If you’re already sharding by tenant for other reasons, OK… But I see CDC to a true OLAP system as more scalable.

PostgreSQL still needs real columnar tables in the core, hopefully one day

3 comments

OLAP means different things to different people. For us, it's just making sure your admin dashboard keeps working basically:

  SELECT tenant_id, COUNT(clicks)
  FROM users
  GROUP BY tenant_id
  ORDER BY 2 DESC
  LIMIT 25;
Performance is a side effect - definitely needed and we'll do everything we can, but we are not competing with ClickHouse or Snowflake - just trying to make sharded Postgres work with your app.
Tomas Vondra, a major Postgres contributor recently revived a thread on using Bloom filters - https://www.postgresql.org/message-id/flat/5cd8c20c-14b5-4b0...

So there is more core work happening on support OLAP but I do think it will take some time.

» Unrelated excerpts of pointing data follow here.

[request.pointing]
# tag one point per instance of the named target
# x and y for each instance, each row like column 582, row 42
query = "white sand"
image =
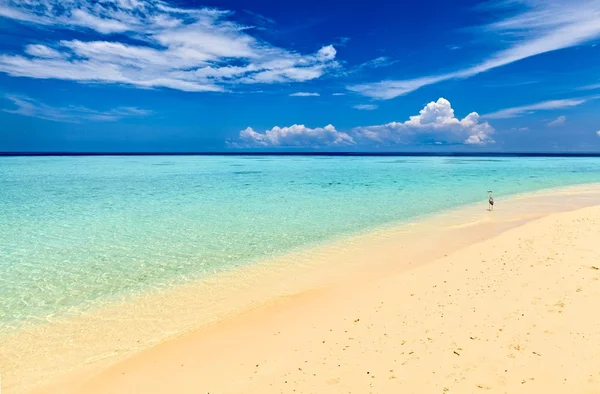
column 508, row 313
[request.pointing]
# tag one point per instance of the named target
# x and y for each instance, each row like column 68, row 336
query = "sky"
column 198, row 76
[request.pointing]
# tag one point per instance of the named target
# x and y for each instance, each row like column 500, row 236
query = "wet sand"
column 467, row 301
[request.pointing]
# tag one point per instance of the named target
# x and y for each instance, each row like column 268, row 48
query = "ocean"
column 80, row 232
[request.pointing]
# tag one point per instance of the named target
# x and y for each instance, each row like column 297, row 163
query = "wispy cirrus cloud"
column 26, row 106
column 590, row 87
column 534, row 27
column 305, row 94
column 365, row 107
column 435, row 124
column 558, row 121
column 528, row 109
column 149, row 43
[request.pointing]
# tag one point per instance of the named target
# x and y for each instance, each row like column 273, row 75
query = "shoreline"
column 270, row 284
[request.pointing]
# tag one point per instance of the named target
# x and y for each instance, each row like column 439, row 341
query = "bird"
column 490, row 201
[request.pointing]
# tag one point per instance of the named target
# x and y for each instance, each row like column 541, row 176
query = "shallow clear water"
column 75, row 231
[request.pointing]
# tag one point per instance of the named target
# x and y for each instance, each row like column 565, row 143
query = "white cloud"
column 185, row 49
column 305, row 94
column 528, row 109
column 534, row 27
column 558, row 121
column 294, row 136
column 436, row 122
column 38, row 50
column 26, row 106
column 365, row 107
column 590, row 87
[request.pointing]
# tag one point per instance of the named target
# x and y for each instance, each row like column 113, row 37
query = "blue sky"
column 149, row 75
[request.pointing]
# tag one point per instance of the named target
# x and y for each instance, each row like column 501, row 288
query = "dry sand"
column 510, row 310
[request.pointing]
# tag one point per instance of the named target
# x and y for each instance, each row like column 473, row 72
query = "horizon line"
column 303, row 153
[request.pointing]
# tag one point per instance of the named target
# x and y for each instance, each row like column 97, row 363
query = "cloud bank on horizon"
column 208, row 72
column 435, row 122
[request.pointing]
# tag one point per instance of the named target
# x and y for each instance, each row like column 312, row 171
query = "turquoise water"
column 75, row 231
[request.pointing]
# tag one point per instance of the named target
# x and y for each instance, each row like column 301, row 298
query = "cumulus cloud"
column 528, row 109
column 365, row 107
column 26, row 106
column 436, row 122
column 149, row 43
column 294, row 136
column 305, row 94
column 532, row 27
column 558, row 121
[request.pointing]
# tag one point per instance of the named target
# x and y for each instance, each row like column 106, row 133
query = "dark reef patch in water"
column 247, row 172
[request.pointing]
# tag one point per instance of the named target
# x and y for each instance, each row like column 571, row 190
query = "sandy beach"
column 499, row 302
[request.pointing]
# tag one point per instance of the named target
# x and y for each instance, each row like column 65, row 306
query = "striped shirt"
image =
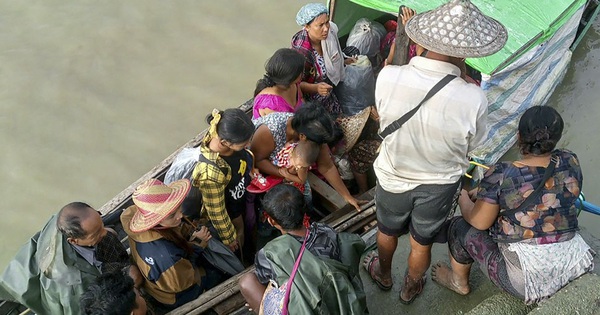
column 212, row 182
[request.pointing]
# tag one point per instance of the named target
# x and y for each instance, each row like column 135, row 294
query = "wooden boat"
column 225, row 298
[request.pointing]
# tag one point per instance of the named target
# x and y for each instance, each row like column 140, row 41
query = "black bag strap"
column 400, row 121
column 537, row 192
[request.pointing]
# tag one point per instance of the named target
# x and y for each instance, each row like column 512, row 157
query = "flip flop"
column 369, row 268
column 419, row 284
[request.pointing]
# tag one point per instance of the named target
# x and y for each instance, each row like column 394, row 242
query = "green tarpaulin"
column 529, row 22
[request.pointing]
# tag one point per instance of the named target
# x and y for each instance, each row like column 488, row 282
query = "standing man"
column 50, row 273
column 420, row 164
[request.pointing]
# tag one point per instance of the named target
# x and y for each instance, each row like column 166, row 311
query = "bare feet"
column 443, row 275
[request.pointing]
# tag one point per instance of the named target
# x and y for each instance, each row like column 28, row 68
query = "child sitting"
column 295, row 160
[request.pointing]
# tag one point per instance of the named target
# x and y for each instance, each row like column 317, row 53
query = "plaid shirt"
column 212, row 183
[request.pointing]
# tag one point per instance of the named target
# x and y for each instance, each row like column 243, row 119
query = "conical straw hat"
column 155, row 201
column 458, row 29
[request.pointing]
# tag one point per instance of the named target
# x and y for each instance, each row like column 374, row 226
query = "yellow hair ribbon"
column 212, row 130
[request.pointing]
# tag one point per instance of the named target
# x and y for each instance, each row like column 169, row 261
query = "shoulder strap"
column 400, row 121
column 286, row 298
column 537, row 192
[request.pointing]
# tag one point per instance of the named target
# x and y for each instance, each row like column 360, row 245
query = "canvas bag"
column 183, row 167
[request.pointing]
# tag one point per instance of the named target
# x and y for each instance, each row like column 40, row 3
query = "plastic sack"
column 366, row 35
column 357, row 91
column 183, row 165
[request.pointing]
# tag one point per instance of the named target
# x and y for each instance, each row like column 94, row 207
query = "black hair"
column 283, row 68
column 312, row 120
column 540, row 129
column 285, row 204
column 70, row 217
column 235, row 126
column 308, row 151
column 111, row 294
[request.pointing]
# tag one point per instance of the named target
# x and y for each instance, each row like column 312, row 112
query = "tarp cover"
column 529, row 22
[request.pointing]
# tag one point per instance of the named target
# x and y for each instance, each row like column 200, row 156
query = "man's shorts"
column 422, row 211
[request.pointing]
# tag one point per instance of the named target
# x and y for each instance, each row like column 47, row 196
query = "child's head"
column 286, row 206
column 304, row 154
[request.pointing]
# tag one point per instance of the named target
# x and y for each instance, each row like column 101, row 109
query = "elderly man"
column 49, row 273
column 420, row 164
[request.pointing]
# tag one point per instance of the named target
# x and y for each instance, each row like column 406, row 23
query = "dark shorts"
column 422, row 211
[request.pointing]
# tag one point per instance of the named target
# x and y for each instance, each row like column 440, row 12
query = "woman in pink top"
column 279, row 89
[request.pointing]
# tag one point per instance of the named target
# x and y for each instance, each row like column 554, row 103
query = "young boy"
column 295, row 159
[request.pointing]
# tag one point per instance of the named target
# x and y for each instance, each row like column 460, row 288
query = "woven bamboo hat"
column 458, row 29
column 155, row 201
column 352, row 126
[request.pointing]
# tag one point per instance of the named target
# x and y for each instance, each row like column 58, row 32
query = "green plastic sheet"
column 529, row 22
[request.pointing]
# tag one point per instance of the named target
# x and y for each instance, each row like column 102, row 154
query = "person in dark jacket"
column 327, row 280
column 161, row 244
column 50, row 273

In the meantime, I think we have all the pieces (storage, query engine, table format) to set up a true OLAP. For instance, I created https://github.com/viggy28/streambed to pressure test this idea.

Re OLAP: It's probably ~good enough~ for a lean team that's trying to keep the tech stack standard and/or doesn't have a dedicated data person to take advantage of a columnar store.